The Tablet reviews Contemporary American Judaism

Contemporary American JudaismInterest in Dana Evan Kaplan’s Contemporary American Judaism: Transformation and Renewal evidenced most recently by Adam Kirsch’s review in Tablet.

In the review Kirsch cites Kaplan’s discussion of the persistence and in some cases growth of Orthodox Judaism, seen in such examples as a local 7-Eleven offering kosher Slurpees, alongside the many creative ways in which Judaism has been reinvented in recent years. Integrating personal and new age spirituality, music, and traditions from other religions are just some of the ways in which Judaism has morphed to fill the spiritual needs of American Jews.

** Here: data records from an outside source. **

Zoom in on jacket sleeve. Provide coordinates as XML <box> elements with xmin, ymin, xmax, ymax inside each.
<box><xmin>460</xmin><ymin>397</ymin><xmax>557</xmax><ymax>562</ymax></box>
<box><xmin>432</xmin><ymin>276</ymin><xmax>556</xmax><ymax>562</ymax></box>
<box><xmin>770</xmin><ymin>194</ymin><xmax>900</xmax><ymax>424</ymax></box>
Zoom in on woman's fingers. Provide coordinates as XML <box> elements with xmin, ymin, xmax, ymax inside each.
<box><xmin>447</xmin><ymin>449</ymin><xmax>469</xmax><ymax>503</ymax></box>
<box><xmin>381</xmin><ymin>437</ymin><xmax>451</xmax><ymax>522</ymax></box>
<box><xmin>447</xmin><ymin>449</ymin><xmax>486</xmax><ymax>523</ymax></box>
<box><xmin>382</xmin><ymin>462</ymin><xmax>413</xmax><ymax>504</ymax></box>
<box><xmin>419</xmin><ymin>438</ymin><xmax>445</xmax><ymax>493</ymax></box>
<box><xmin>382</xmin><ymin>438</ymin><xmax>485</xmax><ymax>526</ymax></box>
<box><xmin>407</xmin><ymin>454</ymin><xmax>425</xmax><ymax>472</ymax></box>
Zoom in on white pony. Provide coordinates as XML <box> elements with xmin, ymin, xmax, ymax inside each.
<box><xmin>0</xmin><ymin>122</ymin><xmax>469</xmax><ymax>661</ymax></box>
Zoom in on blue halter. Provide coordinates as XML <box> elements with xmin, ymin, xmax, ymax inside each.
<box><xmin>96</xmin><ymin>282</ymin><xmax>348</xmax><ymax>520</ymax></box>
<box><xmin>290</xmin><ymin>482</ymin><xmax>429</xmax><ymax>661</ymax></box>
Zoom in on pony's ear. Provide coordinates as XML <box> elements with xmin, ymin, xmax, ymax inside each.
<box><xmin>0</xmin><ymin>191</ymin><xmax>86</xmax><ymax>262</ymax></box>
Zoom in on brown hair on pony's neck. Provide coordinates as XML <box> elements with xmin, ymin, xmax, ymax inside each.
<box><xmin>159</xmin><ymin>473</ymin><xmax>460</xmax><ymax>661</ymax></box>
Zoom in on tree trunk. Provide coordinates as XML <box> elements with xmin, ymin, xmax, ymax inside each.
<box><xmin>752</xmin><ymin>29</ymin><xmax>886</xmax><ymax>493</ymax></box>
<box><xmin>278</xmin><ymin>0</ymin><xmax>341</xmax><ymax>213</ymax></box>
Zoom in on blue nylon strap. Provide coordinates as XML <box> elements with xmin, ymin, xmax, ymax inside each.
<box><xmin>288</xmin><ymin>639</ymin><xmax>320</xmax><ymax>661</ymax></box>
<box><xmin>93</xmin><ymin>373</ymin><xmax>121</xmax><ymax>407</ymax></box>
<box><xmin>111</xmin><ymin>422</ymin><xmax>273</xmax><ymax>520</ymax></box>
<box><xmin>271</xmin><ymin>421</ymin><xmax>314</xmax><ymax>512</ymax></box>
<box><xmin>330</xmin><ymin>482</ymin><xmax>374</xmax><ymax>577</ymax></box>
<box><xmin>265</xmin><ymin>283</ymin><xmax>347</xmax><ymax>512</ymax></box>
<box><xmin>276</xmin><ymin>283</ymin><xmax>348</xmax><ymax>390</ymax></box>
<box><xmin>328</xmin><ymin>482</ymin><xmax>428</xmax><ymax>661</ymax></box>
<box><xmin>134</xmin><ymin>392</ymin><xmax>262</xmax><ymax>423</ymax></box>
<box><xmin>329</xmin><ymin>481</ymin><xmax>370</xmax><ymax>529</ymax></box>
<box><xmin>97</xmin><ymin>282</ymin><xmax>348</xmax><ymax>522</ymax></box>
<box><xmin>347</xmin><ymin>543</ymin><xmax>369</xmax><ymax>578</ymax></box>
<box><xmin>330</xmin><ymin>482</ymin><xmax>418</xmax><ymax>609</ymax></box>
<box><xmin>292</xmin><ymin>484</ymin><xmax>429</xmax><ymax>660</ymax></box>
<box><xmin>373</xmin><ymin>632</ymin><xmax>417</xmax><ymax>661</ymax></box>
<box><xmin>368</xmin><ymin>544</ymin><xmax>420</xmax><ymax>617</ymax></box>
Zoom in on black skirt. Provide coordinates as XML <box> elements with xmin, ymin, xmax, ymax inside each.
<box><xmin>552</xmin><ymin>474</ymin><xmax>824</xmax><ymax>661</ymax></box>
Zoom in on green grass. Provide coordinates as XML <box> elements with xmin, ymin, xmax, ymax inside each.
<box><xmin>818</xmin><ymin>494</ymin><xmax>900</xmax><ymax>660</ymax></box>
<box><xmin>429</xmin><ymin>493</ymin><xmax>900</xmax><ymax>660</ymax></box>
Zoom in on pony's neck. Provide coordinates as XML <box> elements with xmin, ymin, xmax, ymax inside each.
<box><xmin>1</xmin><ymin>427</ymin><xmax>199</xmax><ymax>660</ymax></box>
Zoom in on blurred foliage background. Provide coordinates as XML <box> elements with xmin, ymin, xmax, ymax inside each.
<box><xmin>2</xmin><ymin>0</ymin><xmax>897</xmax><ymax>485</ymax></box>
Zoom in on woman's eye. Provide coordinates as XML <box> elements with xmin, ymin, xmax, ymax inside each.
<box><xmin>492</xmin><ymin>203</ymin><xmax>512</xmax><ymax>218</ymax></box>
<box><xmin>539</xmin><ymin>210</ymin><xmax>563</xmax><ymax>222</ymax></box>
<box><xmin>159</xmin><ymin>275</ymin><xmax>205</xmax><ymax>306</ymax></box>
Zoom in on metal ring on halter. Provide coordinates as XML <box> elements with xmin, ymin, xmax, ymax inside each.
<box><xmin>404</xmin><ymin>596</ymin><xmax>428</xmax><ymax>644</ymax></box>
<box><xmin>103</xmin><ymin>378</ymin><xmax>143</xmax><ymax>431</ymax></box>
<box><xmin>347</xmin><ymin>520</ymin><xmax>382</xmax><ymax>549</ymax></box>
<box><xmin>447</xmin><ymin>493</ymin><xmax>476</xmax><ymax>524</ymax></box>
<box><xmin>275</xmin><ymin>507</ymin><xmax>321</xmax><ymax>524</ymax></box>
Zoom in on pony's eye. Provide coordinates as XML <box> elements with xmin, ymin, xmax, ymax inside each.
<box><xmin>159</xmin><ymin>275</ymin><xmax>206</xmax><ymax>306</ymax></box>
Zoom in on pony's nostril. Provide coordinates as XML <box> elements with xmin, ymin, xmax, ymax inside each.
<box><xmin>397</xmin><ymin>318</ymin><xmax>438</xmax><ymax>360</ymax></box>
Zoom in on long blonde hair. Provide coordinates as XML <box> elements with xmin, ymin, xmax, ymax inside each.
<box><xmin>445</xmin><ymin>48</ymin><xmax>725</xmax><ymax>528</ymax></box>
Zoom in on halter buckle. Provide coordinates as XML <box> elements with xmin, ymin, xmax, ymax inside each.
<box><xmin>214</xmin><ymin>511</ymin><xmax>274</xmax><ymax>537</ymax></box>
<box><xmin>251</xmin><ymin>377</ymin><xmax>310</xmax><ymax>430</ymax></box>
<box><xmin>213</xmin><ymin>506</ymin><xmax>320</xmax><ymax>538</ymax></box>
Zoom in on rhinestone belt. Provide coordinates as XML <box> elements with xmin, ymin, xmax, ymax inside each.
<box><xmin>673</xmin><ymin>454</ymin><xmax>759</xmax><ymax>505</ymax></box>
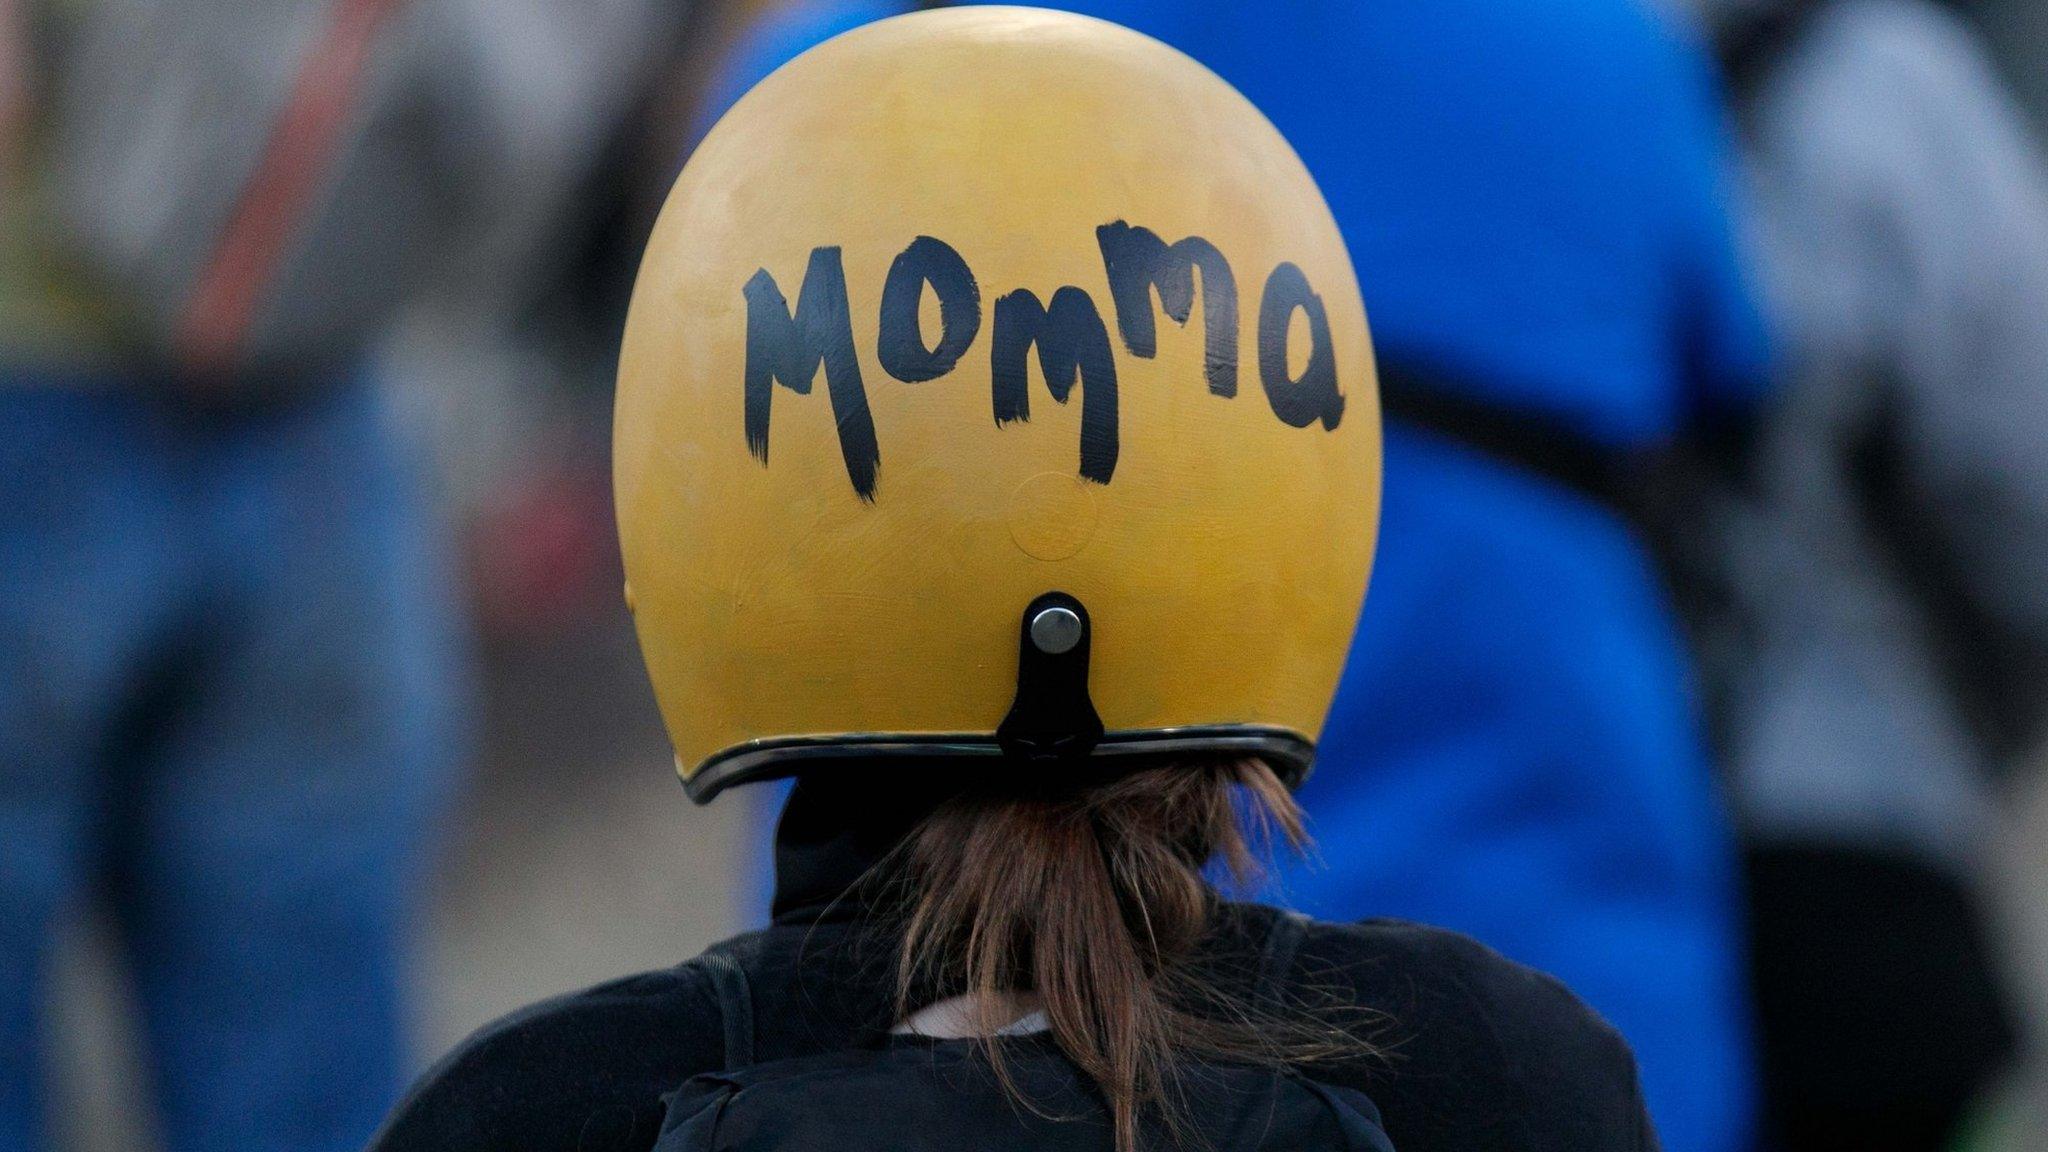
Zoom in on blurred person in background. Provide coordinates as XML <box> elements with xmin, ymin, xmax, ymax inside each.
<box><xmin>0</xmin><ymin>1</ymin><xmax>677</xmax><ymax>1148</ymax></box>
<box><xmin>1681</xmin><ymin>0</ymin><xmax>2048</xmax><ymax>1148</ymax></box>
<box><xmin>696</xmin><ymin>4</ymin><xmax>1768</xmax><ymax>1151</ymax></box>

Kirsch concludes by focusing on what Kaplan sees as the potentially growing rift between Orthodox and non-Orthodox Jews and what it might mean for American Judaism:

At the same time, Kaplan does not gloss over what he calls, in one section heading, “the deteriorating relationship between the Orthodox and non-Orthodox.” The key issue here is the decision by the Reform movement, in 1983, to allow patrilineal descent—that is, to consider the child of a Jewish father and a non-Jewish mother to be Jewish. This quite clearly contradicts millennia of Jewish practice, and no Orthodox authority was willing to accept it. The result, Kaplan writes, is that “substantial and growing numbers of American Jews” are not considered Jewish at all by Orthodox criteria—including those of the rabbinate in Israel. The implications of this for the future of American Jewry, and for the America-Israel relationship, are potentially explosive. “The United Jewish Appeal,” Kaplan notes, “stopped using their slogan ‘We Are One’ because it no longer represented reality.” Yet this is not necessarily a reason for panic. Contemporary American Judaism itself points the way to a future where Judaism itself is no longer one, but many and diverse—and none the less Jewish for that.